Antonio and Sebastian are having a go at the serious Gonzalo. He is soothed by Ariel’s music, and no more takes offense at the ridicule he is receiving. The allusion is to Shaftesbury’s doctrine that there is nothing wrong with injecting a little humour into a serious debate. Such levity, if well-placed and tasteful, will contribute to civility of discourse where gravity might lead parties to come to blows. On a more general level, the advice is to not take ourselves too seriously. Which brings us to the next allusion in the piece…

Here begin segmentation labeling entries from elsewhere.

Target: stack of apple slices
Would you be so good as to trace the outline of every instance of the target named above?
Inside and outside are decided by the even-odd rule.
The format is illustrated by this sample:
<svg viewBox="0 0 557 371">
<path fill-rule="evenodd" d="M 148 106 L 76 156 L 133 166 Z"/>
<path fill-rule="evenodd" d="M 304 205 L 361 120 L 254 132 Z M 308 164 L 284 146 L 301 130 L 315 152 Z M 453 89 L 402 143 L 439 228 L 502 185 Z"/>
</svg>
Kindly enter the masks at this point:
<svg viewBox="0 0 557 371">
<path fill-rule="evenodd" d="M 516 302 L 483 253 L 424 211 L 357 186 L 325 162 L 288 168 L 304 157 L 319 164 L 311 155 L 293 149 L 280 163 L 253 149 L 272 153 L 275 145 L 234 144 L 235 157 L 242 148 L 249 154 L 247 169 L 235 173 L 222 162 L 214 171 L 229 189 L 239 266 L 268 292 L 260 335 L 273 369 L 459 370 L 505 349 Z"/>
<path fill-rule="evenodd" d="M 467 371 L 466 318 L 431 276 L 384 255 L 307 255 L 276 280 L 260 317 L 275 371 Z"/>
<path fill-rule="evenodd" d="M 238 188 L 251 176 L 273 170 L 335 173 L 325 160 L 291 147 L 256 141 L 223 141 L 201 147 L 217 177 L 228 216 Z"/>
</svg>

As if allusions to Hudibras and The Tempest were not already enough to pack into this little section of a headpiece, I submit that the panel would also have summoned in readers’ minds La Rochefoucauld’s Reflexions ou sentences et maximes morales (1st ed. 1665), a work whose 17th-century editions contained a frontispiece that would have been familiar to Shaftesbury’s audience:






In Rochefoucauld’s frontispiece, a laughing cherub (rather than Shaftesbury’s satyr) points to a bust of Seneca, the pedestal of which contains the Latin inscription “QUID VETAT”. This is a reference to Horace, Satires, 1.1.24-25: “ridentem dicere verum / quid vetat?” (“what is to prevent one from telling the truth as he laughs?”). The same quotation became the motto on the title page of Shaftesbury’s “Letter concerning Enthusiasm” upon its re-publication in Characteristicks. Why was Seneca the target of ridicule for Rochefoucauld? For one thing, as a Stoic, Seneca had what the cynical Frenchman would consider to be an over-inflated opinion of the nobility of human nature. For another, Seneca took himself very seriously (and unlike Horace, wrote tragedies rather than satires). Also, Seneca, the high-ranking courtier and politician under the emperor Nero, would have been anathema to the politically embittered and cynical Rochefoucauld, living under the absolutist regime of Louis XIV. There is no indication of whom, if anyone, the busts in Shaftesbury’s design are intended to represent. In his instructions to Gribelin, he merely refers to them as “a Set of Vizzard-Masks of several Kinds”. However, they bear severe — even angry — expressions, as did the bust of Seneca. In the Rochefoucauld frontispiece, beneath the feet of the cherub, is inscribed “L’ amour de la verite” (“Love of truth”). The general idea being offered by both Rochefoucauld and Shaftesbury in these designs is that humour may be used to speak truth to power, whether those powers happen to be self-important politicians, or the Church.

It is also worth noting that English editions of Rochefoucauld’s work tended to be titled Moral Maxims and Reflections, more than a little reminiscent of Shaftesbury’s title for the contents of Volume III of Characteristicks, “Miscellaneous Reflections”.

The Janus-faced nature of the bust being pointed to and laughed at by the satyr may also allude to the following passage of Characteristicks, Vol. I, p. 66: “But at present there is nothing so ridiculous as this JANUS-Face of Writers, who with one Countenance force a smile, and with another show nothing but Rage and Fury.” The quote is from Shaftesbury's treatise in Vol. I, "Sensus Communis", where raillery is recommended for such hypocrites, symbolized by the satyr.

All this rich texture of allusions, packed into one little section of this symbolically overstuffed headpiece, went largely unnoticed by Paknadel. Hence I think it is time for a new study.